Lumpkin told committee members the position is critical to national defense.

“Succeeding at the tip of the spear requires intensive training, state-of-the-art equipment, speed [and] agility,” he said. “Also important [are] the decisive so-called ‘soft skills’ such as problem solving, relationship building and collaboration.”

He said his operational and policy background on senior Pentagon staffs and before that as a Navy SEAL, as well as private-sector experience, have prepared him to serve in the new position.

“If confirmed, I look forward to working with Congress as a whole to address the national security challenges we face in order to keep America safe, secure and prosperous,” he said.

Rooney previously served as principal deputy undersecretary for personnel and readiness and simultaneously served as acting under secretary of defense. If confirmed as Navy undersecretary, she will assist Navy Secretary Ray Mabus in overseeing recruiting, organizing, supplying, equipping, training, and mobilizing the nation’s maritime forces, as well as the construction, outfitting, and repair of naval ships, equipment and facilities.

Rooney noted the government shutdown that began Oct. 1 has impacted the Navy across its military, civilian and contractor workforces.

For sailors, Marines and their families, she said, the impact is strongest in the areas of readiness, morale and family programs.

Among the civilian workforce, Rooney said, “We're starting to lose some of the most-senior people in the department. … And in terms of the contractor workforce, any work stoppages or anything that would slow down the production will go right to that industrial base and jeopardize our ability to keep those contractors engaged and keep those people employed and moving to conclusion in the program.”

The next few years will require that Navy leaders focus on people and operational readiness, Rooney said.

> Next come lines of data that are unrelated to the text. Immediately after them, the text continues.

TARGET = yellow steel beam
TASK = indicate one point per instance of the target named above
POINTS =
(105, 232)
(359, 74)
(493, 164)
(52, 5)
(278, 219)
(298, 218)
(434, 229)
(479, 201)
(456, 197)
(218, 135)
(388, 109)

She listed her priorities as supporting sailors, Marines, civilians and their families, maintaining operational readiness “even in an era of fiscal uncertainty,” strengthening the shipbuilding and industrial base; supporting an affordable, sustainable fleet, and ensuring that acquisition processes maintain “the highest level of integrity and accountability.”

Her goal if confirmed, she said, is “to ensure that the decisions made and the plans executed over the next few years [retain] our place as the world's most capable and most versatile expeditionary fighting force.”